Flávio Viegas – A Associtrus tem discutido e publicado planilhas detalhadas, por meio das quais buscamos alertar o produtor de que os custos de produção da citricultura vão muito além dos custos operacionais. Uma atividade de ciclo longo como a citricultura precisa ter seu custo avaliado ao longo de seu ciclo, que define uma curva de produção. A remuneração do produtor deve incorporar a depreciação do pomar, para permitir que o citricultor acumule recursos para a sua renovação, a remuneração da terra, a remuneração do trabalho do citricultor e ainda uma margem para cobrir os riscos (climáticos, financeiros, econômicos, etc.). Atribuo à organização o fato de os citricultores da Flórida receberem uma remuneração que chega a ser 5 vezes superior à do citricultor brasileiro.
TodaFruta – Qual a produtividade média dos pomares brasileiros? Como ela é comparada às de outros países?
Flávio Viegas – A produtividade dos pomares brasileiros está no mesmo nível das alcançadas nas citriculturas mais desenvolvidas do mundo. Porém, no Brasil, é a citricultura que propicia uma das menores remunerações aos produtores.
TodaFruta – Como a Associtrus vê a ameaça do “greening” e outras doenças para a fruticultura brasileira, onde fica evidente a importância de um associativismo eficiente?
Flávio Viegas – O “greening” é uma das maiores ameaças à citricultura. A sobrevivência dos citricultores depende do controle regional desse mal; e o controle exclusivamente dentro da propriedade é totalmente ineficaz se não for feito também nos pomares circunvizinhos.
TodaFruta – Comenta o prof. Carlos Ruggiero: “Visitamos, com o Prof. Luiz Carlos Donadio, o Museu da Uva e Vinha, em Briones, na Espanha”. Como a Associtrus vê as possibilidades de ser construído o Museu da Laranja, em Bebedouro SP?
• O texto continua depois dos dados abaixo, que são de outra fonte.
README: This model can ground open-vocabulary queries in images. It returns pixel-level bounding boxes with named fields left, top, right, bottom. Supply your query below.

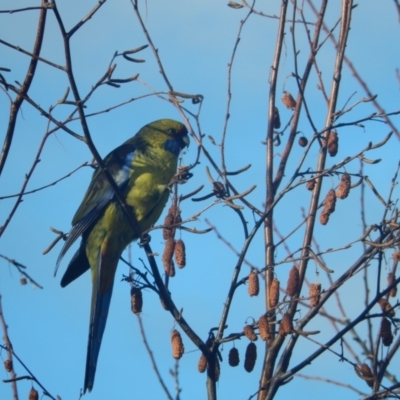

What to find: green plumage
left=56, top=119, right=189, bottom=391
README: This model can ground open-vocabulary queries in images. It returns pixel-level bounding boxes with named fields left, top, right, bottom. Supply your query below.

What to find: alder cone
left=228, top=347, right=240, bottom=367
left=327, top=131, right=339, bottom=157
left=279, top=313, right=293, bottom=336
left=131, top=287, right=143, bottom=314
left=171, top=329, right=185, bottom=360
left=29, top=388, right=39, bottom=400
left=268, top=278, right=279, bottom=308
left=286, top=265, right=300, bottom=297
left=244, top=342, right=257, bottom=372
left=336, top=172, right=351, bottom=200
left=387, top=272, right=397, bottom=297
left=197, top=353, right=207, bottom=373
left=258, top=314, right=272, bottom=341
left=247, top=271, right=260, bottom=296
left=243, top=325, right=257, bottom=342
left=310, top=283, right=321, bottom=307
left=379, top=318, right=393, bottom=347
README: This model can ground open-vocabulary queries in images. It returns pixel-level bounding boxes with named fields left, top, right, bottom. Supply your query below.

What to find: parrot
left=55, top=119, right=189, bottom=393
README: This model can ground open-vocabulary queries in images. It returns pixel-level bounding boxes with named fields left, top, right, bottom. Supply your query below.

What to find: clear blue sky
left=0, top=0, right=400, bottom=400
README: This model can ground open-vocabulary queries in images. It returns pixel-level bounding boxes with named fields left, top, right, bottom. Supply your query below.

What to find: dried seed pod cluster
left=197, top=353, right=207, bottom=373
left=162, top=237, right=175, bottom=277
left=282, top=92, right=296, bottom=110
left=258, top=314, right=272, bottom=341
left=268, top=278, right=279, bottom=308
left=286, top=265, right=300, bottom=297
left=356, top=363, right=374, bottom=388
left=273, top=107, right=281, bottom=129
left=243, top=325, right=257, bottom=342
left=319, top=189, right=336, bottom=225
left=247, top=271, right=260, bottom=296
left=310, top=283, right=321, bottom=307
left=379, top=318, right=393, bottom=347
left=306, top=177, right=315, bottom=192
left=4, top=359, right=13, bottom=372
left=131, top=286, right=143, bottom=314
left=299, top=136, right=308, bottom=147
left=244, top=342, right=257, bottom=372
left=174, top=239, right=186, bottom=268
left=378, top=298, right=395, bottom=317
left=171, top=329, right=185, bottom=360
left=29, top=388, right=39, bottom=400
left=327, top=131, right=339, bottom=157
left=278, top=313, right=293, bottom=336
left=387, top=272, right=397, bottom=297
left=228, top=347, right=240, bottom=367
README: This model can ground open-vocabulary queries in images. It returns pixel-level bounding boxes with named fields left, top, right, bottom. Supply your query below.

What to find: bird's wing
left=54, top=142, right=136, bottom=275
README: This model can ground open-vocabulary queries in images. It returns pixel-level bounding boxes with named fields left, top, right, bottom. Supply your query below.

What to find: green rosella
left=56, top=119, right=189, bottom=392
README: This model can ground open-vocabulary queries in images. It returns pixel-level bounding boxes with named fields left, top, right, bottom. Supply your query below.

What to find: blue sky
left=0, top=0, right=400, bottom=400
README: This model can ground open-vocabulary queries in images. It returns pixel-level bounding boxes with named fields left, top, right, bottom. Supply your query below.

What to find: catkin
left=171, top=329, right=185, bottom=360
left=336, top=172, right=351, bottom=199
left=131, top=286, right=143, bottom=314
left=244, top=342, right=257, bottom=372
left=174, top=239, right=186, bottom=268
left=268, top=278, right=279, bottom=308
left=282, top=92, right=296, bottom=110
left=258, top=314, right=272, bottom=341
left=247, top=271, right=260, bottom=296
left=278, top=313, right=293, bottom=336
left=387, top=272, right=397, bottom=297
left=310, top=283, right=321, bottom=307
left=286, top=265, right=300, bottom=297
left=327, top=131, right=339, bottom=157
left=379, top=318, right=393, bottom=347
left=228, top=347, right=240, bottom=367
left=197, top=353, right=207, bottom=373
left=243, top=325, right=257, bottom=342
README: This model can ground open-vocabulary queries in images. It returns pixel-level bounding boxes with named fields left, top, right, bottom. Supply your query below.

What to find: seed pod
left=4, top=359, right=13, bottom=372
left=336, top=172, right=351, bottom=199
left=392, top=251, right=400, bottom=261
left=273, top=107, right=281, bottom=129
left=162, top=237, right=175, bottom=277
left=306, top=176, right=315, bottom=192
left=268, top=278, right=279, bottom=308
left=279, top=313, right=293, bottom=336
left=244, top=342, right=257, bottom=372
left=299, top=136, right=308, bottom=147
left=286, top=265, right=300, bottom=297
left=197, top=353, right=207, bottom=373
left=171, top=329, right=185, bottom=360
left=228, top=347, right=240, bottom=367
left=29, top=388, right=39, bottom=400
left=379, top=318, right=393, bottom=347
left=258, top=314, right=272, bottom=341
left=387, top=272, right=397, bottom=297
left=356, top=363, right=374, bottom=388
left=327, top=131, right=339, bottom=157
left=310, top=283, right=321, bottom=307
left=174, top=239, right=186, bottom=268
left=378, top=298, right=395, bottom=317
left=243, top=325, right=257, bottom=342
left=131, top=286, right=143, bottom=314
left=163, top=214, right=175, bottom=240
left=247, top=271, right=260, bottom=296
left=214, top=356, right=221, bottom=382
left=282, top=92, right=296, bottom=110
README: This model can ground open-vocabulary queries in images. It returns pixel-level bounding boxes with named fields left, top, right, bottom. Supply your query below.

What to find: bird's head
left=139, top=119, right=189, bottom=156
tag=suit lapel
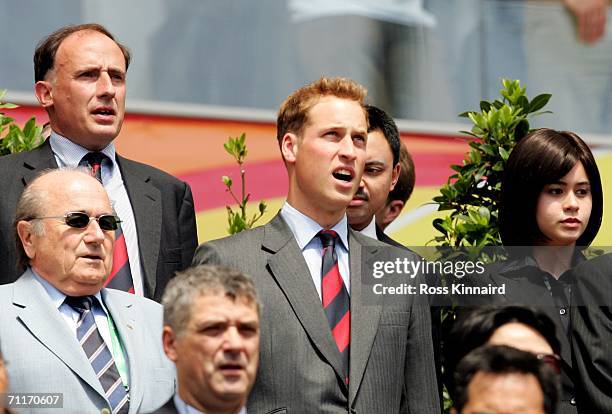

Flávio Viegas – As tentativas de organização do museu foram abaladas pelas crises que temos enfrentado e pelo desânimo dos citricultores. Um capítulo importante da nossa história está sendo condenado ao esquecimento!
TodaFruta – Quais as recomendações que a Associtrus gostaria de transmitir aos citricultores brasileiros?
Flávio Viegas – Temos a convicção de que o problema do agronegócio brasileiro e, em particular, da citricultura é a falta de renda. Essa perda de renda é decorrente da falta de organização e mobilização, para que os demais elos da cadeia não se apropriem de toda a renda do setor, como tem ocorrido. O mercado de sucos e, em especial, o de suco de laranja deverá continuar crescendo, mas se não houver solução para a concentração, cartelização e verticalização do setor industrial, os citricultores terão enormes dificuldades para garantir uma renda compatível com os custos e riscos da atividade.